Nel 1876 al governo arrivò la sinistra guidata dal lombardo Agostino Depretis. In un discorso a Stradella, in risposta a coloro che criticavano gli accordi stipulati con la destra, Depretis così si giustificava: “Se qualcheduno vuole entrare nelle nostre file, se vuole accettare il mio modesto programma, se vuole trasformarsi e diventare progressista, come posso io respingerlo?”. Fu così che la parola “trasformismo” divenne la caratteristica di un’epoca politica che non è mai finita. Nella sinistra entrarono tutti quelli che prima avevano appoggiato la destra. Si può tranquillamente dire che Depretis andò al potere grazie soprattutto al voto siciliano e meridionale. In Sicilia, nelle elezioni successive, vinse in quasi tutti i collegi anche con l’appoggio della mafia.

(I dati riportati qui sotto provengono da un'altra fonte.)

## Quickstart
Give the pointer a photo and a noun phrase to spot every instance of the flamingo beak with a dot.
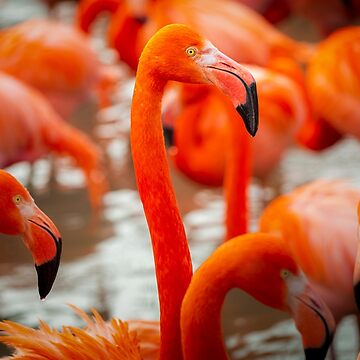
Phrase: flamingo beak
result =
(314, 321)
(227, 75)
(44, 242)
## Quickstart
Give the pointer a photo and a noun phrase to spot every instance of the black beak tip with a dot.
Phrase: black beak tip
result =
(47, 272)
(250, 110)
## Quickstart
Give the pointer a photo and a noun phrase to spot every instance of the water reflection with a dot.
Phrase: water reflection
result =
(107, 259)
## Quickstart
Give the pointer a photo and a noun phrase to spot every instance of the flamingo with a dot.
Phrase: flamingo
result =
(20, 216)
(210, 147)
(283, 108)
(30, 129)
(356, 279)
(234, 28)
(326, 15)
(189, 59)
(70, 71)
(319, 218)
(260, 264)
(333, 78)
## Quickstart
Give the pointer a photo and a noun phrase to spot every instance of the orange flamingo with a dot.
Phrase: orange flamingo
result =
(20, 216)
(333, 84)
(200, 135)
(70, 71)
(356, 280)
(260, 264)
(211, 148)
(234, 28)
(326, 15)
(320, 219)
(30, 128)
(190, 59)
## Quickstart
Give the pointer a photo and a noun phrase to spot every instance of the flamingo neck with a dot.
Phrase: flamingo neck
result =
(202, 336)
(170, 248)
(237, 175)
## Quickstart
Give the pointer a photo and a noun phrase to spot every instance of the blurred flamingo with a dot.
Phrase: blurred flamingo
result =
(260, 264)
(325, 15)
(320, 219)
(30, 129)
(190, 59)
(234, 28)
(334, 90)
(20, 216)
(70, 71)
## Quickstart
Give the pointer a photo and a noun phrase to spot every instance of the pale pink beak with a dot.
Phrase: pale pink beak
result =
(314, 321)
(357, 267)
(237, 83)
(44, 242)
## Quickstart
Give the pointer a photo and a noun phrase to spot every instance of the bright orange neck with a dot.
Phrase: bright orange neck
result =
(171, 253)
(202, 336)
(237, 175)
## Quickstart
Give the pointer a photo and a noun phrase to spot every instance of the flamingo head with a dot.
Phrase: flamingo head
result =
(176, 52)
(273, 277)
(21, 216)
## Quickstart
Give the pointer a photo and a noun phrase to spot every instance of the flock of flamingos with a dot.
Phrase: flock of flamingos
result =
(228, 122)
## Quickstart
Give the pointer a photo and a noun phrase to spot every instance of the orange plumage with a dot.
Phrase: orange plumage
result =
(30, 129)
(56, 59)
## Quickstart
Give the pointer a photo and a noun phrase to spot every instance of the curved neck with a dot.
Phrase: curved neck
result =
(170, 248)
(237, 175)
(201, 332)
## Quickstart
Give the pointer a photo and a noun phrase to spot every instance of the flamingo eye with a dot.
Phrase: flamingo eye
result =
(191, 51)
(285, 273)
(17, 199)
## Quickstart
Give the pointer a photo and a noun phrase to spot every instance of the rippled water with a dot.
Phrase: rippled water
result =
(107, 260)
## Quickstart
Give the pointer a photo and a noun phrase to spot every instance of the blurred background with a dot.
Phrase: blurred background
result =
(107, 259)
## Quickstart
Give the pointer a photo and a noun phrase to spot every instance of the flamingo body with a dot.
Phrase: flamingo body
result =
(30, 129)
(20, 216)
(320, 219)
(234, 28)
(193, 59)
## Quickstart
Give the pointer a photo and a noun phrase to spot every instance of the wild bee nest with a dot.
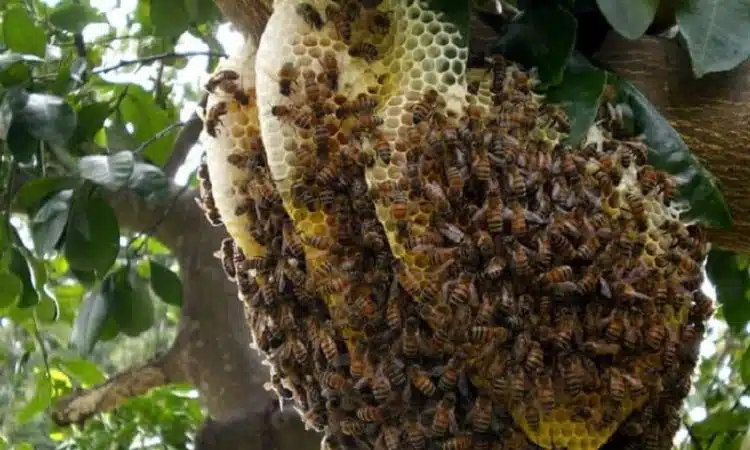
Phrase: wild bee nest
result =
(424, 262)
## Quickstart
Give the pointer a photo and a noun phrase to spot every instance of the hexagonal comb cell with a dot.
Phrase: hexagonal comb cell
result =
(425, 263)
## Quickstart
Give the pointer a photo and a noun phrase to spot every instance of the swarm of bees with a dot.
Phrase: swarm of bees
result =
(495, 289)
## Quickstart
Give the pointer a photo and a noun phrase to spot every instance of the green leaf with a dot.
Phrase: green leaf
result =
(732, 286)
(90, 120)
(34, 192)
(668, 152)
(717, 33)
(49, 222)
(149, 182)
(12, 289)
(745, 367)
(73, 17)
(112, 172)
(166, 284)
(630, 18)
(723, 422)
(457, 12)
(46, 117)
(38, 402)
(544, 38)
(170, 19)
(131, 305)
(20, 266)
(82, 370)
(91, 317)
(92, 238)
(580, 93)
(139, 109)
(21, 34)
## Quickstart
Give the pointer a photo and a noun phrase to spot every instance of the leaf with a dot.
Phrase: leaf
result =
(580, 92)
(723, 422)
(166, 284)
(92, 238)
(21, 34)
(170, 19)
(457, 12)
(745, 367)
(12, 289)
(91, 317)
(73, 17)
(49, 222)
(717, 33)
(34, 192)
(732, 285)
(630, 18)
(131, 305)
(112, 172)
(668, 152)
(82, 370)
(20, 266)
(90, 120)
(139, 109)
(544, 38)
(149, 182)
(38, 402)
(46, 117)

Nel 1876 due giovani toscani, Leopoldo Franchetti e Sidney Sonnino, si recarono in Sicilia per un’inchiesta. Ne venne fuori uno dei testi più spietati sulle classi dirigenti isolane. Sonnino poi intraprese una straordinaria carriera che lo portò a ruoli importanti nel governo in alleanza con quegli stessi latifondisti che aveva indicato tra i principali responsabili delle mafie feudali.

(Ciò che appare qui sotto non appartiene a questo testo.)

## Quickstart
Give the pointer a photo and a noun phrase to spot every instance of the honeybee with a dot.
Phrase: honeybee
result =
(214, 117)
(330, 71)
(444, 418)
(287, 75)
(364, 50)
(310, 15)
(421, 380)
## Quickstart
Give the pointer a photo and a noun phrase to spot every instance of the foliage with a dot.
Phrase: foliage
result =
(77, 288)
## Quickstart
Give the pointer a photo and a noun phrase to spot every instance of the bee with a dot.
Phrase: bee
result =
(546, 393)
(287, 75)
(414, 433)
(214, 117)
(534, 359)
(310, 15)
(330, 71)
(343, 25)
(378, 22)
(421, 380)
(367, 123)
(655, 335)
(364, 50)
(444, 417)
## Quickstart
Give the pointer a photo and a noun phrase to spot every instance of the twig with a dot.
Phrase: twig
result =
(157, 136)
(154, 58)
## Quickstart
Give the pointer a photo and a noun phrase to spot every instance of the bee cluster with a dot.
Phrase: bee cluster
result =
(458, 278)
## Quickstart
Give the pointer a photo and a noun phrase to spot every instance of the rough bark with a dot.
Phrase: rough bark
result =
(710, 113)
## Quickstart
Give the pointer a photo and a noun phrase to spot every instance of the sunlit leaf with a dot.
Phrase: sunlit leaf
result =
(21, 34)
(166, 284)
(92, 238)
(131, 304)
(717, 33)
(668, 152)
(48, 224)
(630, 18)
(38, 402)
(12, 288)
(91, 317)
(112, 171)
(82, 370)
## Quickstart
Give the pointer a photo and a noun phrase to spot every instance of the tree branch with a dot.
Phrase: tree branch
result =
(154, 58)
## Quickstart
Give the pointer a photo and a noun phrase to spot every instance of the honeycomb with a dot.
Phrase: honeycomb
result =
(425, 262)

L’egemonia del capitalismo centro-settentrionale e la tenuta politica dell’Italia dell’epoca si basò, dunque, sul fatto che esso chiese al latifondismo meridionale, come contropartita per la sua difesa, di mandare puntualmente in Parlamento dei deputati stabilmente filogovernativi, i cosiddetti “ascari”, senza minimamente preoccuparsi delle modalità di quel consenso. Nel Secondo dopoguerra è stata la Dc a non avere scrupoli nell’usare qualsiasi sostegno, compreso quello mafioso, e non solo in Sicilia. Andreotti ne è stato solo l’interprete più spregiudicato.
I dirigenti della sinistra, invece, essendo più raffinati, hanno avuto bisogno di un’altra giustificazione, per far digerire la loro alleanza con il peggiore Sud: il consenso. “Prendono voti, vuol dire che il popolo li segue. Bando, dunque, agli scrupoli morali!”. Si ammira, nei feudatari meridionali, l’ardire sulfureo, l’esagerazione, il sopruso, il dominio sulle masse, scambiando tutto ciò per un vitalismo progressista. E ci si lascia offendere da essi senza replicare, suggestionati dalla “spiritosa immoralità” di
cui parlava Costantino Nigra.
Insomma, il feudalesimo nel Sud continua a produrre rappresentanti funzionali al sistema di potere italiano, a destra e a sinistra. Anche i progressisti non hanno saputo sottrarsi a questa maledizione. Dimenticando che esistono tanti meridionali che non accetteranno mai di considerare i familisti e i clientelari come dei bravi amministratori.